Dr. Thomas Mueller, an otolaryngologist in Everett, Wash., and former president of the Washington chapter of AAPS, says rather than get out early, there are things physicians can and should do collectively to make the practice of medicine more patient- and physician-friendly.
“As rapidly as possible, as many physicians as possible need to end all third-party relationships,” Mueller wrote in the May 2001 issue AAPS News.
That means, he said, that doctors should insist on legislative and insurance company policies and changes that would allow patients to pay physicians directly at each visit for services rendered.
Patients receive a receipt for payment, which they may submit to their insurance company for reimbursement, under the terms of their contract with the insurer, he said.
“Every other proposal falls short of accomplishing the goal [of restoring a free market in medicine] and does little to control the reign of bureaucrats,” Dr.
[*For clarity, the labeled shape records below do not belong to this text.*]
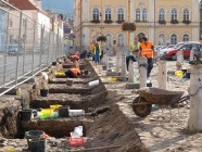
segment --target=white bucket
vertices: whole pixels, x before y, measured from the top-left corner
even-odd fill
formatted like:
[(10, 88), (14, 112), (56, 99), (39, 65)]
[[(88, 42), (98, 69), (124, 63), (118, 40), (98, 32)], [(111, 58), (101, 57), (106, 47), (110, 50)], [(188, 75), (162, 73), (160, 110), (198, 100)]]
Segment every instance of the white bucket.
[(68, 110), (68, 115), (70, 116), (81, 116), (85, 115), (84, 110)]
[(89, 86), (97, 86), (99, 85), (99, 80), (93, 80), (88, 83)]

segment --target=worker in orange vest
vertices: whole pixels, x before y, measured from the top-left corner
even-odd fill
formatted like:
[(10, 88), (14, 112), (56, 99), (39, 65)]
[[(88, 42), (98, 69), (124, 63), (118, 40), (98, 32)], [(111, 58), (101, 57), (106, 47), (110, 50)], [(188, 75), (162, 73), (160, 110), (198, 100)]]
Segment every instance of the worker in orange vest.
[(71, 61), (73, 61), (73, 59), (76, 59), (78, 61), (79, 60), (79, 53), (78, 53), (78, 51), (75, 54), (70, 55), (68, 59)]
[(79, 76), (83, 75), (88, 75), (89, 72), (86, 71), (80, 71), (79, 68), (70, 68), (65, 72), (66, 77), (68, 78), (78, 78)]
[(153, 68), (154, 47), (152, 42), (148, 41), (147, 37), (141, 38), (139, 56), (140, 58), (144, 56), (148, 59), (147, 76), (150, 77), (150, 73)]

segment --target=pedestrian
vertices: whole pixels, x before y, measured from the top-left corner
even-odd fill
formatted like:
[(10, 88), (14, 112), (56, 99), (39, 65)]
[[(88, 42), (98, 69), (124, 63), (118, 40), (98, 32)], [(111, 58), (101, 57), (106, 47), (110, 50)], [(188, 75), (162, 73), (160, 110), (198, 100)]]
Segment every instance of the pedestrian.
[(147, 58), (148, 59), (148, 71), (147, 71), (147, 77), (150, 77), (150, 73), (153, 68), (153, 56), (154, 56), (154, 47), (153, 43), (148, 41), (147, 37), (141, 38), (141, 45), (140, 45), (140, 58)]
[(68, 78), (78, 78), (88, 75), (89, 72), (87, 69), (80, 71), (79, 68), (70, 68), (65, 72), (65, 76)]
[(100, 47), (98, 43), (96, 43), (96, 46), (94, 46), (94, 63), (96, 63), (96, 65), (99, 64), (99, 62), (100, 62), (100, 55), (101, 55)]
[(131, 46), (131, 51), (130, 54), (126, 58), (126, 67), (128, 71), (128, 66), (129, 66), (129, 61), (138, 61), (139, 59), (139, 49), (140, 49), (140, 42), (138, 41), (138, 38), (135, 38), (132, 46)]

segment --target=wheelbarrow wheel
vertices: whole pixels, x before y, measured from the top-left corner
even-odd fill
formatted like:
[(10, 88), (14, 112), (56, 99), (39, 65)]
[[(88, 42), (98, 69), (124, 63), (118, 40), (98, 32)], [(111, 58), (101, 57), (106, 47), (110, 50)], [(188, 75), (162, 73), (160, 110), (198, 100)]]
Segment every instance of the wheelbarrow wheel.
[(137, 97), (132, 101), (132, 110), (136, 115), (138, 115), (140, 117), (146, 117), (147, 115), (149, 115), (151, 113), (152, 104), (135, 105), (136, 103), (146, 103), (146, 102), (148, 102), (148, 101), (142, 97)]

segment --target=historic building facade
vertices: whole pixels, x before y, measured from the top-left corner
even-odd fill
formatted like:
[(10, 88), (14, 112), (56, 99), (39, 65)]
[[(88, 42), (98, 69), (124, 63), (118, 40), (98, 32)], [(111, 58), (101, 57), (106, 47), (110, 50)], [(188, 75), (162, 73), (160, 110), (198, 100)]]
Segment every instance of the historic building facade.
[(199, 0), (74, 0), (75, 46), (88, 46), (99, 35), (106, 46), (128, 46), (123, 22), (135, 22), (134, 37), (147, 36), (154, 45), (199, 41)]

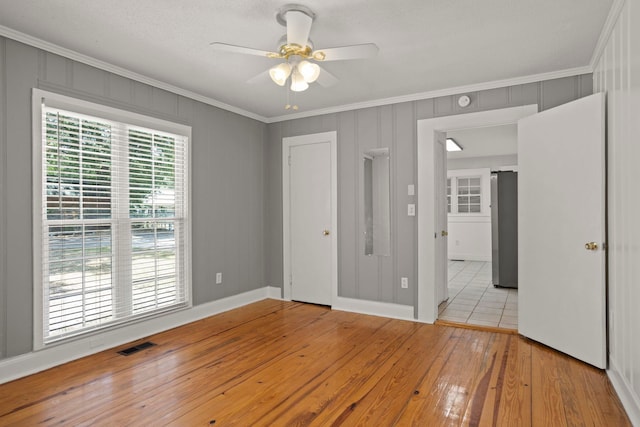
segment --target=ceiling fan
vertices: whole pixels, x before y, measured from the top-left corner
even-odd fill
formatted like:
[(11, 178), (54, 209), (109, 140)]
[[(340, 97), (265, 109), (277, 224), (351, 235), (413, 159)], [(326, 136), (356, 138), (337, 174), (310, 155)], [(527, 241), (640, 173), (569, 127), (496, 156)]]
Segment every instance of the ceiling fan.
[[(317, 82), (323, 87), (334, 85), (338, 79), (318, 62), (339, 61), (345, 59), (371, 58), (378, 54), (378, 46), (374, 43), (314, 49), (309, 39), (311, 24), (315, 13), (306, 6), (288, 4), (280, 8), (276, 14), (279, 24), (286, 27), (287, 34), (278, 41), (277, 52), (269, 52), (250, 47), (236, 46), (227, 43), (213, 42), (211, 46), (220, 51), (243, 53), (283, 60), (268, 70), (274, 83), (284, 86), (290, 81), (289, 88), (294, 92), (302, 92), (310, 83)], [(249, 81), (255, 81), (264, 73)], [(288, 93), (288, 92), (287, 92)], [(292, 108), (289, 104), (285, 107)], [(297, 106), (293, 106), (297, 110)]]

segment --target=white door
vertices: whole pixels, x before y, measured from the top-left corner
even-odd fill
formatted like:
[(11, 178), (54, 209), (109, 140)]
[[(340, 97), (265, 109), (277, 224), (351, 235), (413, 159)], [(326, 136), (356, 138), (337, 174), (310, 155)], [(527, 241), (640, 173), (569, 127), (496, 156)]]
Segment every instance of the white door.
[(436, 139), (433, 144), (435, 159), (435, 203), (436, 203), (436, 223), (434, 237), (436, 239), (436, 289), (437, 301), (440, 304), (449, 298), (449, 287), (447, 283), (448, 268), (448, 247), (447, 241), (449, 232), (447, 231), (447, 134), (436, 132)]
[(518, 329), (606, 367), (604, 94), (518, 122)]
[(289, 146), (291, 299), (331, 305), (331, 143)]

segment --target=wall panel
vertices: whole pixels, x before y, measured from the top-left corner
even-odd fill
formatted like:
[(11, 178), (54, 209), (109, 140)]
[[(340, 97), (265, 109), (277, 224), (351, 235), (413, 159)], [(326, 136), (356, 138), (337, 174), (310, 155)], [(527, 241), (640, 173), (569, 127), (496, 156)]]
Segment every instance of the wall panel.
[(609, 370), (634, 424), (640, 425), (640, 7), (622, 1), (594, 71), (607, 93)]
[(194, 305), (266, 285), (265, 124), (10, 39), (0, 46), (0, 359), (32, 348), (34, 87), (192, 126)]
[(0, 359), (7, 348), (7, 73), (5, 72), (6, 40), (0, 38)]
[[(574, 76), (525, 85), (465, 93), (471, 105), (460, 108), (459, 95), (425, 99), (314, 118), (272, 123), (266, 156), (281, 156), (282, 138), (316, 132), (338, 132), (338, 294), (386, 303), (416, 305), (417, 221), (407, 215), (407, 185), (417, 182), (417, 120), (474, 111), (538, 104), (541, 109), (591, 94), (591, 75)], [(335, 117), (335, 118), (334, 118)], [(392, 161), (392, 254), (387, 259), (362, 255), (361, 157), (371, 147), (390, 147)], [(281, 168), (271, 167), (267, 181), (278, 180)], [(276, 193), (273, 193), (275, 191)], [(417, 191), (417, 188), (416, 188)], [(266, 194), (269, 224), (282, 223), (282, 189), (272, 185)], [(420, 209), (420, 206), (417, 206)], [(268, 282), (283, 283), (282, 232), (266, 242)], [(400, 278), (409, 278), (409, 289)]]

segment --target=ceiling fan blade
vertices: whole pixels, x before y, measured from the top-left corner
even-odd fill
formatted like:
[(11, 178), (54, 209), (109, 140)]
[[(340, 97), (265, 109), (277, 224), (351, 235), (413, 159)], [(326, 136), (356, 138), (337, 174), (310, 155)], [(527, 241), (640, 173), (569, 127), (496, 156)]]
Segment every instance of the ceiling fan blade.
[(373, 58), (378, 54), (378, 46), (374, 43), (356, 44), (353, 46), (318, 49), (313, 52), (316, 61), (341, 61), (344, 59)]
[(320, 75), (318, 75), (316, 83), (318, 83), (322, 87), (331, 87), (338, 83), (338, 78), (324, 68), (320, 67)]
[(251, 47), (236, 46), (227, 43), (213, 42), (211, 43), (211, 47), (222, 52), (243, 53), (245, 55), (264, 56), (267, 58), (282, 58), (282, 55), (280, 55), (279, 53), (253, 49)]
[(313, 17), (299, 10), (289, 10), (285, 14), (287, 21), (287, 44), (305, 47), (311, 32)]
[(264, 70), (260, 74), (257, 74), (251, 77), (249, 80), (247, 80), (247, 83), (252, 85), (252, 84), (266, 83), (268, 81), (271, 81), (271, 77), (269, 77), (269, 70)]

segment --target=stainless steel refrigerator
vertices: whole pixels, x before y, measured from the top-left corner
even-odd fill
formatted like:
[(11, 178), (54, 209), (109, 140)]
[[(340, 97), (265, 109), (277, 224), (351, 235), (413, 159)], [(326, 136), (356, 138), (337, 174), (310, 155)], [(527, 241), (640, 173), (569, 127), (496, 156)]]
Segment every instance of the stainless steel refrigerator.
[(518, 174), (491, 174), (491, 261), (493, 285), (518, 287)]

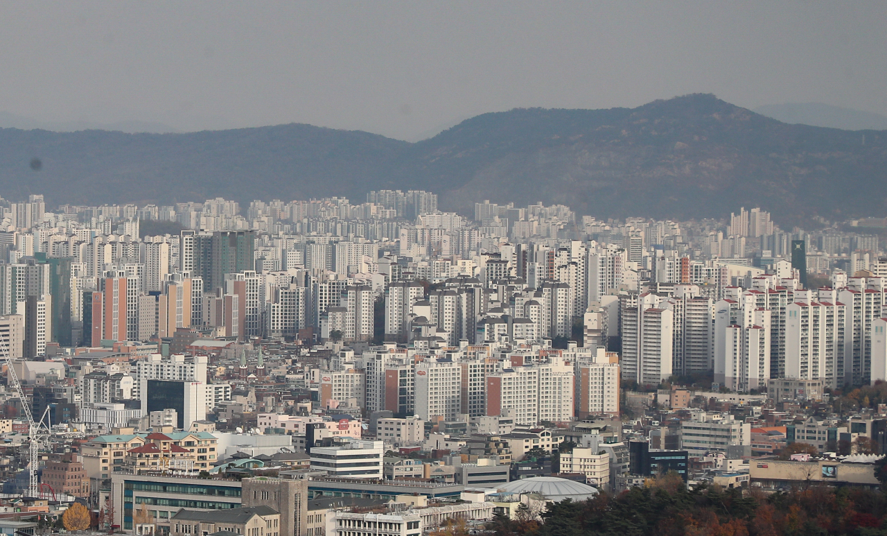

Mueller concludes. “Said another way, all other proposals are simply like rearranging the deck chairs on the Titanic.”
Mueller said his proposal is basically the same as the AAPS Non-Participation Policy, adopted in July 1965. That policy, he wrote, is based on the fourth Principle of Medical Ethics: “The physician should not dispose of his services under terms or conditions which tend to interfere with or impair the free and complete exercise of his medical judgment and skill or tend to cause a deterioration of the quality of medical care.”
Also, doctors and medical industry analysts say that such direct pay policies would eventually reduce the cost of medical care because physicians would no longer have to hire insurance coding and regulatory specialists to untangle the web of complicated rules, regulations and mandates, thereby reducing their overhead.
And, without middlemen and third-party agencies, doctors believe their insurance reimbursement rates would be better, which could lead to reduced fees that no longer must be inflated just to receive minimum payment amounts.
Congressional attempts at insurance reform have uniformly increased the number of uninsured, largely because they have increased costs — which are already too high, AAPS News said in its May issue.
Mueller’s proposal, the group said, would not require any new legislation — only a “critical mass” of physicians demanding the changes be made, “which might not [have] to be that many.”
Third-party payment is a major cause of excessive cost because it adds administrative overhead, the group said.
For example, Texas physicians will generally lower their price by 15 to 20 percent for “prompt payment,” according to Donna Kinney, CPA, of the Texas Medical Association, AAPS said.
Moreover, the low perceived cost to the consumer spurs excessive demand for services worth no more than the co-payment to a customer spending his own money, AAPS said. Attempts to constrain demand lead to new methods of gaming the system, which lead to ever more intrusive regulation.
And, as costs rise due to federal regulation and insurance company mandates, more people become uninsured because they can’t afford the coverage.